Jun 10, 2013 Dave King
When a company is a victim of a data breach, consumers are put at a heightened risk for identity theft. Consumer credit data can be accessed, resulting in the financial ruin of ID theft victims. Even if a business's banks accounts are left alone, companies can still be subject to legal ramifications. If proper preventative measures weren't taken to combat information being compromised, companies can face litigation.
Florida business owners may be at an increased risk for these threats. The Federal Trade Commission's (FTC) 2012 Consumer Sentinel Network Report showed that the state has the highest rate of fraud and ID theft in the nation.
The FTC report stated that per every 100,000 residents, 693.5 Floridians filed fraud complaints last year. The Jacksonville Business Journal noted that there were 631.3 reports of identity theft for every 100,000 people in Florida during 2012.
Hospitals, schools and financial institutions of all kinds are high value targets for cyber criminals due to the amount of sensitive consumer data on site, like Social Security numbers. With this information, criminals can gain access to various lines of credit, which can adversely affect consumer credit reports.
Although preventing a data breach can be difficult, businesses should take proper steps to do as much as they can to combat the potential for information theft. It will only enhance their reputation among consumers.
According to The Hartford, one of the best ways that businesses can protect information is to encrypt files and documents. When data is transmitted to or from a computer, it has the potential to be accessed by outside sources, however, encryption makes this more difficult. Software that provides encryption services can be installed on laptops, mobile devices and even email platforms, the source notes.
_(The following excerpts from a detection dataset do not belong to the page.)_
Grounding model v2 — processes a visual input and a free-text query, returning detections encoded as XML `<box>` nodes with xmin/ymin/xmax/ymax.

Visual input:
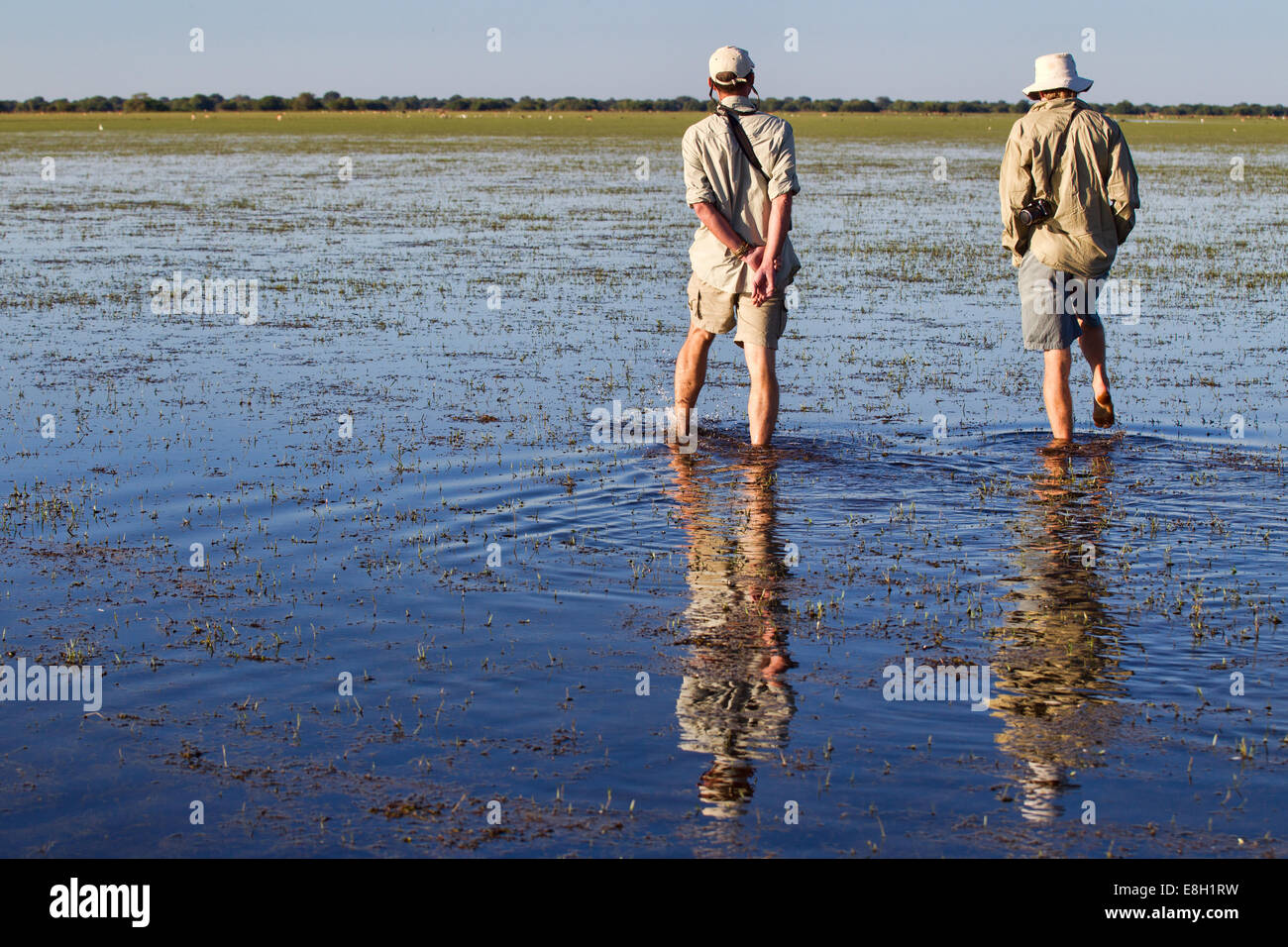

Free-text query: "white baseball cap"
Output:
<box><xmin>1024</xmin><ymin>53</ymin><xmax>1091</xmax><ymax>99</ymax></box>
<box><xmin>707</xmin><ymin>47</ymin><xmax>756</xmax><ymax>87</ymax></box>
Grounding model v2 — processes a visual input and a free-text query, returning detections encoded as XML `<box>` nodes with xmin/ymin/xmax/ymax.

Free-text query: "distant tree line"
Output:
<box><xmin>0</xmin><ymin>91</ymin><xmax>1288</xmax><ymax>117</ymax></box>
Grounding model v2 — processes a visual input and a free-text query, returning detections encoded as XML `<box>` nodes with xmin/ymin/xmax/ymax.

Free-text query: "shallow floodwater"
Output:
<box><xmin>0</xmin><ymin>129</ymin><xmax>1288</xmax><ymax>857</ymax></box>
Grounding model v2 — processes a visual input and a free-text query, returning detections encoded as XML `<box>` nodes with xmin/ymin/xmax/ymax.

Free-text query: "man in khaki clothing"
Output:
<box><xmin>1000</xmin><ymin>53</ymin><xmax>1140</xmax><ymax>446</ymax></box>
<box><xmin>675</xmin><ymin>47</ymin><xmax>800</xmax><ymax>446</ymax></box>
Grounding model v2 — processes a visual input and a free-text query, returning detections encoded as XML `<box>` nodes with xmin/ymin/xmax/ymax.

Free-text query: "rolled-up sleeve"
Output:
<box><xmin>769</xmin><ymin>123</ymin><xmax>802</xmax><ymax>200</ymax></box>
<box><xmin>999</xmin><ymin>123</ymin><xmax>1033</xmax><ymax>266</ymax></box>
<box><xmin>680</xmin><ymin>128</ymin><xmax>716</xmax><ymax>207</ymax></box>
<box><xmin>1107</xmin><ymin>124</ymin><xmax>1140</xmax><ymax>244</ymax></box>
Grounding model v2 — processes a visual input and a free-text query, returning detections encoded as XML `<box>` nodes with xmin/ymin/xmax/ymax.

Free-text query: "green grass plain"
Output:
<box><xmin>0</xmin><ymin>111</ymin><xmax>1288</xmax><ymax>147</ymax></box>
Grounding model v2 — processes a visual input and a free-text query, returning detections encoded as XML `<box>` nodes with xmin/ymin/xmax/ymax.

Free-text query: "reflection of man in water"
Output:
<box><xmin>991</xmin><ymin>447</ymin><xmax>1127</xmax><ymax>821</ymax></box>
<box><xmin>673</xmin><ymin>449</ymin><xmax>796</xmax><ymax>818</ymax></box>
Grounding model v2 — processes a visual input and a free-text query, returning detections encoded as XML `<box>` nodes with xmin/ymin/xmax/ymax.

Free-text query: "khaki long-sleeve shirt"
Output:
<box><xmin>680</xmin><ymin>95</ymin><xmax>802</xmax><ymax>292</ymax></box>
<box><xmin>1000</xmin><ymin>99</ymin><xmax>1140</xmax><ymax>277</ymax></box>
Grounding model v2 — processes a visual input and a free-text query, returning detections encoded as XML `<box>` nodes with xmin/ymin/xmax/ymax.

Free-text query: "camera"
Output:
<box><xmin>1020</xmin><ymin>197</ymin><xmax>1055</xmax><ymax>227</ymax></box>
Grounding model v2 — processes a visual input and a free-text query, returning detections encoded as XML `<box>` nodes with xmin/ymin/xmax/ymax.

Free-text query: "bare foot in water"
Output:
<box><xmin>1038</xmin><ymin>437</ymin><xmax>1076</xmax><ymax>458</ymax></box>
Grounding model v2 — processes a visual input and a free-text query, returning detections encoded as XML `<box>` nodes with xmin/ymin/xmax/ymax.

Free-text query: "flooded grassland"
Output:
<box><xmin>0</xmin><ymin>115</ymin><xmax>1288</xmax><ymax>857</ymax></box>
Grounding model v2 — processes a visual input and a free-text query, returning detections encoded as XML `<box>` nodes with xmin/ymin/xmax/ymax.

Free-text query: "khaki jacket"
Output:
<box><xmin>999</xmin><ymin>99</ymin><xmax>1140</xmax><ymax>277</ymax></box>
<box><xmin>680</xmin><ymin>95</ymin><xmax>802</xmax><ymax>292</ymax></box>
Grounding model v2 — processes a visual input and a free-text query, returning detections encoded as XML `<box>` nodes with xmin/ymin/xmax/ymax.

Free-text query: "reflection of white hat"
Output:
<box><xmin>707</xmin><ymin>47</ymin><xmax>756</xmax><ymax>86</ymax></box>
<box><xmin>1024</xmin><ymin>53</ymin><xmax>1091</xmax><ymax>99</ymax></box>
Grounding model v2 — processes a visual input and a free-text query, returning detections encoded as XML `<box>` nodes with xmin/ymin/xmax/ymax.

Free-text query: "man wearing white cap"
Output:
<box><xmin>675</xmin><ymin>47</ymin><xmax>800</xmax><ymax>446</ymax></box>
<box><xmin>1000</xmin><ymin>53</ymin><xmax>1140</xmax><ymax>447</ymax></box>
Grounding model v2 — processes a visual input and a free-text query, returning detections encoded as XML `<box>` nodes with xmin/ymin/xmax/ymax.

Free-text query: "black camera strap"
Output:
<box><xmin>716</xmin><ymin>106</ymin><xmax>769</xmax><ymax>184</ymax></box>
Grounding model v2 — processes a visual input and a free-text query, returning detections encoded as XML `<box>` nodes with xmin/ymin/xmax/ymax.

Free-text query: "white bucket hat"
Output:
<box><xmin>707</xmin><ymin>47</ymin><xmax>756</xmax><ymax>87</ymax></box>
<box><xmin>1024</xmin><ymin>53</ymin><xmax>1091</xmax><ymax>99</ymax></box>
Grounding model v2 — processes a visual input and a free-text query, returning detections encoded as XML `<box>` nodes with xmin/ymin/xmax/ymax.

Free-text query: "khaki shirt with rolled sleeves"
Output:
<box><xmin>682</xmin><ymin>95</ymin><xmax>802</xmax><ymax>292</ymax></box>
<box><xmin>1000</xmin><ymin>99</ymin><xmax>1140</xmax><ymax>277</ymax></box>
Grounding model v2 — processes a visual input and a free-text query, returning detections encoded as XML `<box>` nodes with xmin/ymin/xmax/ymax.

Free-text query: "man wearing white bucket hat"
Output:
<box><xmin>1000</xmin><ymin>53</ymin><xmax>1140</xmax><ymax>446</ymax></box>
<box><xmin>675</xmin><ymin>47</ymin><xmax>802</xmax><ymax>446</ymax></box>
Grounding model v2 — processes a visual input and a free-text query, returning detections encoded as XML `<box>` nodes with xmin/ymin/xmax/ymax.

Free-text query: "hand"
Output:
<box><xmin>751</xmin><ymin>258</ymin><xmax>778</xmax><ymax>305</ymax></box>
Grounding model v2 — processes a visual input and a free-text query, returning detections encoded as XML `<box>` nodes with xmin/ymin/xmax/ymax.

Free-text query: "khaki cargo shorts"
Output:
<box><xmin>690</xmin><ymin>273</ymin><xmax>787</xmax><ymax>349</ymax></box>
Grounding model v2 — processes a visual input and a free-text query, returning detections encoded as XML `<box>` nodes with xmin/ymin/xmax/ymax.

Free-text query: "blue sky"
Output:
<box><xmin>0</xmin><ymin>0</ymin><xmax>1288</xmax><ymax>104</ymax></box>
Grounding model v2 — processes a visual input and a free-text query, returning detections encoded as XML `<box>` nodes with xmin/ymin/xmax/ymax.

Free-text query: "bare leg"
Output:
<box><xmin>1078</xmin><ymin>327</ymin><xmax>1109</xmax><ymax>401</ymax></box>
<box><xmin>742</xmin><ymin>342</ymin><xmax>778</xmax><ymax>447</ymax></box>
<box><xmin>1042</xmin><ymin>349</ymin><xmax>1073</xmax><ymax>441</ymax></box>
<box><xmin>675</xmin><ymin>323</ymin><xmax>716</xmax><ymax>436</ymax></box>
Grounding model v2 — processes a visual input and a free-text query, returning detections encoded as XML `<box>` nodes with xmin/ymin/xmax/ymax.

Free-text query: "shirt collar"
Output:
<box><xmin>1033</xmin><ymin>97</ymin><xmax>1078</xmax><ymax>108</ymax></box>
<box><xmin>720</xmin><ymin>95</ymin><xmax>757</xmax><ymax>115</ymax></box>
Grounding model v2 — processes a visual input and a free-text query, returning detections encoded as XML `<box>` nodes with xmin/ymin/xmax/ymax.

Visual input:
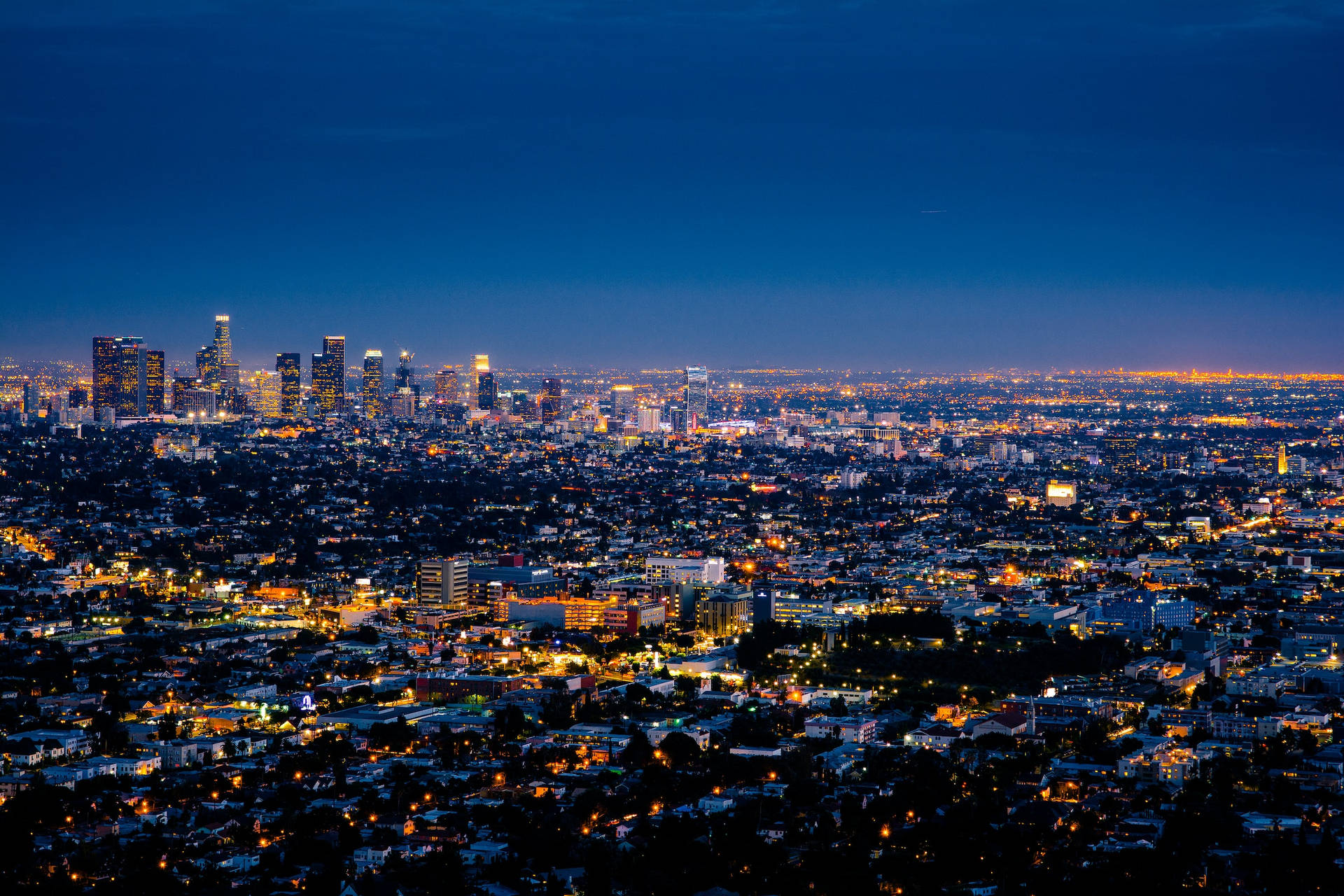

Software developers are always coming out with new updates for their programs. Some of these easily installable adaptations focus on implementing new features into products, and others include important security updates. The Hartford notes that hackers tend to target systems that they know are out of date because its often easier to access an old system.
Establish company policy
A data protection plan is only as strong as its weakest link. Business leaders should draft a data security practices policy, distribute it to employees and make sure they fully understand what it entails and why each stipulation is included. The Hartford recommends that these practices be reviewed annually to help companies stay current.